Michael, Nick e Steven sono tre giovani amici americani. La loro vita è normale: vivono in una città come tante e sono tranquilli operai. Ma un giorno arriva ai tre l'ordine di partire per la guerra in Vietnam (uno stato asiatico in cui gli Americani combatterono dal 1964 al 1975). L'orrore della guerra cambierà per sempre le loro vite.

Il film è diviso in tre parti. Nella prima, i tre amici sono in America e vivono la loro vita. Cimino ci descrive il loro mondo di valori e di certezze. Un mondo che la guerra spazzerà via. Nella seconda parte, i tre sono in Vietnam e vivono l'orrore della guerra. La terza parte ci mostra le conseguenze che la guerra ha lasciato in loro.

Ma quali cono le conseguenze che la guerra lascia nei tre? Michael torna a casa pieno di medaglie, ma si sente un estraneo. Rifiuta addirittura d'essere festeggiato da perenti e amici: la guerra è morte e orrore, non c'è niente da festeggiare. Pur avendo il carattere più forte tra i tre, la guerra l'ha cambiato. Per esempio, non riesce più ad andare a caccia di cervi, come faceva prima del Vietnam. Perché non riesce più a uccidere nemmeno un animale.

Steven, che in guerra ha perso le gambe, torna senza più voglia di vivere. Ormai invalido, non riesce a capire se il vero orrore è quello che gli ha fatto perdere le gambe o quello che ha trovato al ritorno a casa: sua moglie ha approfittato della sua assenza per tradirlo.

Nick resta in Vietnam. Ogni sera, rischia la vita nelle bettole con il gioco della «roulette russa» (il giocatore punta alla tempia una pistola caricata con un solo proiettile e spara un colpo: se sopravvive vince i soldi della scommessa). Forse ha deciso così perché non perdona a se stesso la colpa d'essere sopravvissuto, al contrario di tanti suoi compagni d'armi. E ciò gli costerà la vita.

Insomma: per Cimino, la guerra è un'esperienza orribile che ci cambia per sempre. Dopo esser stati in guerra, niente è più come prima.
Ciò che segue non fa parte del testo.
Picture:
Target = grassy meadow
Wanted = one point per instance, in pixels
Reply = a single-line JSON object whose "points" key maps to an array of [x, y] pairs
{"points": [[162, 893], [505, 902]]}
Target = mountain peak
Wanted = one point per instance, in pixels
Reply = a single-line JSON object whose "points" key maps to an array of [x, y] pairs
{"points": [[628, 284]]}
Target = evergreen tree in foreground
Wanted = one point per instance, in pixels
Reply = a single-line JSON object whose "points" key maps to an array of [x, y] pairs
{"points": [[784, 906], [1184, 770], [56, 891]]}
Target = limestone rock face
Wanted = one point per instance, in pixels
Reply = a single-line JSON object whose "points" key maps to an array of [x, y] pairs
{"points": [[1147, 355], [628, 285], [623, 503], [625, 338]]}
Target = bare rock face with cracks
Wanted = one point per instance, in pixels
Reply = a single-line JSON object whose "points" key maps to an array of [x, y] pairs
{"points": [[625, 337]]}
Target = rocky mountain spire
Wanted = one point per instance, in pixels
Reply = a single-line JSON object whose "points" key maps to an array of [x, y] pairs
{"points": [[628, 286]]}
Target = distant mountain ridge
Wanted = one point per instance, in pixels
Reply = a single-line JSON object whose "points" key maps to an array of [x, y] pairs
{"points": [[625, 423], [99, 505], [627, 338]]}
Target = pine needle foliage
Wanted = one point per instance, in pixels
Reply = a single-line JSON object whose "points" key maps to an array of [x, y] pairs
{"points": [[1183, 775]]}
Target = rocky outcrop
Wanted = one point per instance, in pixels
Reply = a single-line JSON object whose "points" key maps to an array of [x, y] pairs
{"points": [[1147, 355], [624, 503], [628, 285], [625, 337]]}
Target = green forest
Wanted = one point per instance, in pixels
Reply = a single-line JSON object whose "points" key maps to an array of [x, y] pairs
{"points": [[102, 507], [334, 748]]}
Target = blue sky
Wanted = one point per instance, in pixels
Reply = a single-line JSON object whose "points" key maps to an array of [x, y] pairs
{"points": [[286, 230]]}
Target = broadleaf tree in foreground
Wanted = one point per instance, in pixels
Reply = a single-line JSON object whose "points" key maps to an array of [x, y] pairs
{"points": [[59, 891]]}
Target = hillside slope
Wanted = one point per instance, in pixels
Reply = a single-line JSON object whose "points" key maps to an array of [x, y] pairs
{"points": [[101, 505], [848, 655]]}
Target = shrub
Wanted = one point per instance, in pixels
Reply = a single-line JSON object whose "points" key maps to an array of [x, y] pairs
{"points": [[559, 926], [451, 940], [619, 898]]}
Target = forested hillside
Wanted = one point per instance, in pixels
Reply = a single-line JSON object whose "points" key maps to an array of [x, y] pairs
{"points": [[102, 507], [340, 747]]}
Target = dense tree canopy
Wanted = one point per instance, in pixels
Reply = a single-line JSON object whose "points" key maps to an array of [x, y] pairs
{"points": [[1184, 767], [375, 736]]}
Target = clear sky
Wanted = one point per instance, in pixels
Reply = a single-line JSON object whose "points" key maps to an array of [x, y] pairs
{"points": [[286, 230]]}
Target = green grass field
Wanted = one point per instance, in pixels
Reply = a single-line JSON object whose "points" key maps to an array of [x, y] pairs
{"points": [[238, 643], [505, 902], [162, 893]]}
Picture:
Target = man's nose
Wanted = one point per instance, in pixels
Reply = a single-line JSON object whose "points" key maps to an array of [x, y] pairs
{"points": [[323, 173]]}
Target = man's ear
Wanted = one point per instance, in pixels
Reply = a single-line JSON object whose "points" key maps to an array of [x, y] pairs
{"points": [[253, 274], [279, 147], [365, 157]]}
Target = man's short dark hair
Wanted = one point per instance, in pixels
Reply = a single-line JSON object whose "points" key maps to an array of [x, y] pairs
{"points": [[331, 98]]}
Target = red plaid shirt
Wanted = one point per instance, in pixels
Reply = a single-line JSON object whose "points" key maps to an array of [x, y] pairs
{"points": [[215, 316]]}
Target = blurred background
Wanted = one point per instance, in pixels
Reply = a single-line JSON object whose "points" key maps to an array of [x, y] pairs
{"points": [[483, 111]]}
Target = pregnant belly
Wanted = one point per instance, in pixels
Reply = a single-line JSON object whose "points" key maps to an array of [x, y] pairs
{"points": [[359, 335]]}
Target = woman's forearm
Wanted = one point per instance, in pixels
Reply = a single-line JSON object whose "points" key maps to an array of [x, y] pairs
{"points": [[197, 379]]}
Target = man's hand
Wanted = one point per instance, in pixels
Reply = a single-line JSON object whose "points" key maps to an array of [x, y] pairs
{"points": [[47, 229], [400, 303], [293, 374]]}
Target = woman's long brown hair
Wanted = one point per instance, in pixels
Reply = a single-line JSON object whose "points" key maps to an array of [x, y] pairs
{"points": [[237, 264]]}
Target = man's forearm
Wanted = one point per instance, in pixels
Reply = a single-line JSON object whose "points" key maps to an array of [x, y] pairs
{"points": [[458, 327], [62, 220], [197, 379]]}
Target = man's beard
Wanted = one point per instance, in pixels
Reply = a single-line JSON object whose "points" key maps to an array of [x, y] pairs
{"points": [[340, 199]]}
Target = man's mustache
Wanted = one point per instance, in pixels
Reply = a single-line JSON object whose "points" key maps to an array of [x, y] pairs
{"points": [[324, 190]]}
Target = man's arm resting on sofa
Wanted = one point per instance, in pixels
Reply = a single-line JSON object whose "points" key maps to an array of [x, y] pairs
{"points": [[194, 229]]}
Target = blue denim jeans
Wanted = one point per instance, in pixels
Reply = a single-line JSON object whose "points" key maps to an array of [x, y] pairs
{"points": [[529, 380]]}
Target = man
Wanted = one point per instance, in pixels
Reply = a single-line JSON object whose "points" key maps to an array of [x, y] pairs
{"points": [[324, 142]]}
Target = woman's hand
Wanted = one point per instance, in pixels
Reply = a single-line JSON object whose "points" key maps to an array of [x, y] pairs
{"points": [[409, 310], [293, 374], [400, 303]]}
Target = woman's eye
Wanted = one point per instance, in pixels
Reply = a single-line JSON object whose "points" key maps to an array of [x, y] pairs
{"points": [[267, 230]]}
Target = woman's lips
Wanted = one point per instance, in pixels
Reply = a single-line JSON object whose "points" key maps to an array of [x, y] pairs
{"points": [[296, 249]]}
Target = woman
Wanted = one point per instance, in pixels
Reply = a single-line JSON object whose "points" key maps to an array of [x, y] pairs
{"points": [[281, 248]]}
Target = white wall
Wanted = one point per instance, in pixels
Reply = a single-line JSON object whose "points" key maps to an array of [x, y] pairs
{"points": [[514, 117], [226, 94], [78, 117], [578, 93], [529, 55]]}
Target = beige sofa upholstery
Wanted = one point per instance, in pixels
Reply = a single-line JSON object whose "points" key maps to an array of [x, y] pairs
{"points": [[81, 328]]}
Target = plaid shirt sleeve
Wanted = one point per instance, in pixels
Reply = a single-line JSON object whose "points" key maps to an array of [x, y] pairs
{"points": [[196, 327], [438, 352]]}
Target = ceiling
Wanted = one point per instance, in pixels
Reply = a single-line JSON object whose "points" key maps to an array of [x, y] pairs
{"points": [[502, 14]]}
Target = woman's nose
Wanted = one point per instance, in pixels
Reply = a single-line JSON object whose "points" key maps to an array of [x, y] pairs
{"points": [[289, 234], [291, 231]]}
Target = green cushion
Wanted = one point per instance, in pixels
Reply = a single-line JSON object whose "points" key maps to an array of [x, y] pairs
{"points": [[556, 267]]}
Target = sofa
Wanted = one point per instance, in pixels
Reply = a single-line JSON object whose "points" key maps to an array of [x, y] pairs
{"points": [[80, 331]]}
Il film termina con il funerale di Nick. Alla fine della cerimonia, gli amici di Nick cantano God bless America, una canzone patriottica americana. La cantano per sentirsi uniti, dopo tanto dolore. E perché sentono l'esigenza di sperare insieme in un futuro migliore. Cimino immagina che siano tutti gli Americani a cantare insieme la canzone, per sentirsi uniti e finalmente superare quel difficile momento storico che fu la guerra in Vietnam per l'America.